Lightning-AI / pytorch-lightning

Pretrain, finetune and deploy AI models on multiple GPUs, TPUs with zero code changes.
https://lightning.ai
Apache License 2.0
28.01k stars 3.36k forks source link

Training stops without error #487

Closed Vichoko closed 4 years ago

Vichoko commented 4 years ago

Describe the bug The training stops without user interaction at an arbitrary epoch. I don't know why it stops.

To Reproduce I use the template scheme proposed in the example code.


        logger = ptl.logging.TestTubeLogger(
            save_dir=MODELS_DATA_PATH / experiment_name,
            version=1  # An existing version with a saved checkpoint
        )
        trainer = ptl.Trainer(
            gpus=hyperparams.gpus,
            distributed_backend=hyperparams.distributed_backend,
            logger=logger,
            default_save_path=MODELS_DATA_PATH / experiment_name
        )
        trainer.fit(model)

Expected behavior As I have not stated the epoch limit or stopping criteria explicitly, it should train indefinitely. If is a lightning feature it should say the stoppin criteria.

Screenshots

(aidio) [vichoko@pumba aidio]$ python train.py  --model waveNetTransformer --features_path ~/data/ --gpus 1
info: experiment_name is wavenet_transformer_pure_1
Epoch 11: 100%|██████████████████████████████████████████████████████████████████████████| 74/74 [16:04<00:00, 13.04s/batch, batch_nb=48, gpu=0, loss=1.337, train_loss=1.09, v_nb=1, val_acc=0.347, val_loss=1.34]
(aidio) [vichoko@pumba aidio]$

Desktop (please complete the following information):

williamFalcon commented 4 years ago

run it with coolmodel first. if it works fine then u probably have something in your lightningmodule that exits early

Vichoko commented 4 years ago

I think it has something to do to metrics not improving during several sequential epochs.
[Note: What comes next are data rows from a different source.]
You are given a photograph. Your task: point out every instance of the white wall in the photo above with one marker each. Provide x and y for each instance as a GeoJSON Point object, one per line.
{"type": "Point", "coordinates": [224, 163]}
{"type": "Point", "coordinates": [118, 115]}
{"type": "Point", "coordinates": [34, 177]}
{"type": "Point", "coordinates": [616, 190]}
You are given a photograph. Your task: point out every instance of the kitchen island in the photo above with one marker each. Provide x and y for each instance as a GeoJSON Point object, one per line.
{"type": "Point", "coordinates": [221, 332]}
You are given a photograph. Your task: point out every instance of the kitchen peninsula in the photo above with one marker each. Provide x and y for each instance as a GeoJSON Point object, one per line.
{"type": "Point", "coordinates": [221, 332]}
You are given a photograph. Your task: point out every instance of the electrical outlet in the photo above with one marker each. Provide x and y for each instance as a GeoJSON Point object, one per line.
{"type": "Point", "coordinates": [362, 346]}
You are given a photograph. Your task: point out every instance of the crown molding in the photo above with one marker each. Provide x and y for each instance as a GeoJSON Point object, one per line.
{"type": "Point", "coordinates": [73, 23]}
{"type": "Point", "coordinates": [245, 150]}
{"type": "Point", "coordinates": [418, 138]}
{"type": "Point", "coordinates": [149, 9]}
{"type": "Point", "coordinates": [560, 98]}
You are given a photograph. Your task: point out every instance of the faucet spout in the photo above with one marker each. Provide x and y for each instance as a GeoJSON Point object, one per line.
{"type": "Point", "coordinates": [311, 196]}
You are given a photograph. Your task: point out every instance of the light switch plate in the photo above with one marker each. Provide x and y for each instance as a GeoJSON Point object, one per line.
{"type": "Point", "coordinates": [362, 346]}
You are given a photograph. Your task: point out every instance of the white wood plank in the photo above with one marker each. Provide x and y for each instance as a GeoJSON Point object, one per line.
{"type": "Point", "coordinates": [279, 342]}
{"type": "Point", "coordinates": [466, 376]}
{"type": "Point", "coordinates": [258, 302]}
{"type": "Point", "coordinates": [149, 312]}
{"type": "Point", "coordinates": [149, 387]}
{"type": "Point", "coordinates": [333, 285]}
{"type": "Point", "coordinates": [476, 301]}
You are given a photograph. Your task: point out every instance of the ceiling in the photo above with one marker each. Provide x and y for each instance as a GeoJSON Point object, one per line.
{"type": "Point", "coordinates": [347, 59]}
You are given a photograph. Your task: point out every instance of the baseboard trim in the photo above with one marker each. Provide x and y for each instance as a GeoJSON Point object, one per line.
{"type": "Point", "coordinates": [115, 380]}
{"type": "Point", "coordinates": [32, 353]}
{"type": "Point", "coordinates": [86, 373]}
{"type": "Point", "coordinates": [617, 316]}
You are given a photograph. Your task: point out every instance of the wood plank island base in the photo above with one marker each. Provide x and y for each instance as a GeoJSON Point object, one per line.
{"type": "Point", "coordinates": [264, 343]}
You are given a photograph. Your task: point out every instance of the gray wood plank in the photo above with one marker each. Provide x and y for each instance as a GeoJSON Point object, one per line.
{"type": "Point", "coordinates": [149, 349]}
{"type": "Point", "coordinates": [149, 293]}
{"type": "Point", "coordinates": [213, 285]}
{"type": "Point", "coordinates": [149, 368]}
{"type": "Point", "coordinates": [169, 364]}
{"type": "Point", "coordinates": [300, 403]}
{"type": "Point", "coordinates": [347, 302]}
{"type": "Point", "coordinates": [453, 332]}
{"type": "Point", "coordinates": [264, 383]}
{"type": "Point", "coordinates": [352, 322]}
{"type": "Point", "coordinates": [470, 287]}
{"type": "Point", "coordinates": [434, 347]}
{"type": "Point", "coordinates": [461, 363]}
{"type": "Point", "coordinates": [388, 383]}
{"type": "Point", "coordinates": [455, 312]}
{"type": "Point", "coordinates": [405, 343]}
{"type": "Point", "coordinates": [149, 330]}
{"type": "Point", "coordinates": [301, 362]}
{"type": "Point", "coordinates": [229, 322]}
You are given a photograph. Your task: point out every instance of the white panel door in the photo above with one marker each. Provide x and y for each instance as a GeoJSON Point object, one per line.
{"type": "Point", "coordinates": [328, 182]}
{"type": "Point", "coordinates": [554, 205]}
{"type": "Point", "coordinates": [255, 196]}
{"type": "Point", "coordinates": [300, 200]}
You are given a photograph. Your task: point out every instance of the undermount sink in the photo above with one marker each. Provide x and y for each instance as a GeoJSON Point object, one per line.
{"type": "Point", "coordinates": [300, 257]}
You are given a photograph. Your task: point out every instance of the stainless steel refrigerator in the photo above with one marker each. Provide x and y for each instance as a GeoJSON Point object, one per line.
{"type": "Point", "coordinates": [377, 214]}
Because the checkpoint saved is from epoch 3, and by epoch 11 metrics haven't got any better. (Now it crashed in epoch 9) Could it be this?

My module is very similar to CoolModel, as you can see here:

class WavenetTramsformerClassifier(ptl.LightningModule):
    """
    Sample model to show how to define a template
    """

    def __init__(self, hparams, num_classes, train_dataset, eval_dataset, test_dataset):
        super(WavenetTramsformerClassifier, self).__init__()
        self.hparams = hparams
        self.loss = torch.nn.CrossEntropyLoss()
        self.train_dataset = train_dataset
        self.eval_dataset = eval_dataset
        self.test_dataset = test_dataset
        # build model
        self.model = WaveNetTransformerClassifier(num_classes)
        self.optimizer = torch.optim.Adam(self.model.parameters(), lr=hparams.learning_rate)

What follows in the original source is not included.